Here are some of the main features of this particle simulator:

  1. It supports 2D particle rendering at the moment.
  2. Except for calculating how many particles to spawn each frame, all particle computations are performed entirely on the GPU.

  3. The rendering canvas supports zooming and panning via the middle mouse button.

  4. The canvas background colour can be customised.

  5. The simulation can be paused, stopped, or restarted at any time.

  6. Several particle properties—such as size, lifetime, speed, and colour—can be edited in real time.

  7. Many particle attributes support multiple modes, including constant values and randomized ranges.

  8. the rate of spawning particles can be editted by user.

Future Plans

At the moment, this simulator is only a demo, but my goal is to turn it into a fully featured particle‑authoring tool capable of creating beautiful and complex VFX. Many of the planned features are inspired by Unity’s particle system.
Below is the planned roadmap for the next version, in order: 

  1. Refactor the codebase: the current structure isn’t very scalable, so reorganising it will make future feature development much easier.

  2. Add ‘over‑time’ properties: currently, particle attributes like size and color are only set at spawn.
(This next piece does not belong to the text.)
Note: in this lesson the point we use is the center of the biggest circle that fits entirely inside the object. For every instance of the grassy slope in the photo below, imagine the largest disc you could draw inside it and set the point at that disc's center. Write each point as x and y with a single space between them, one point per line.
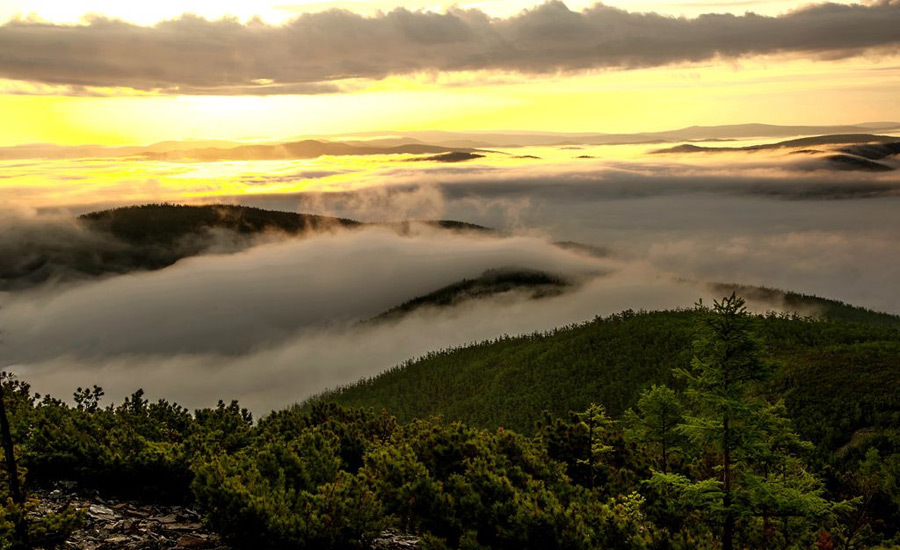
837 378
The next step is to support size‑over‑time, color‑over‑time, and similar curves to make the system more flexible.

  3. Introduce spawn shapes: add emission shapes such as circle and rectangle to control where particles appear and the direction they travel.

  4. Add particle texture selection: particles currently use a single preset texture. The plan is to allow users to choose from multiple textures or upload their own.

  5. Add rotation properties: support for start rotation and rotation‑over‑time will be added.

  6. Implement burst emitters: right now, new particles are spawned only based on a continuous spawn rate. Burst emitters will allow spawning particles at specific times, similar to Unity’s particle emission burst properties.
  7. Improve the UI/UX: refine the interface to make the application more elegant, intuitive, and visually polished.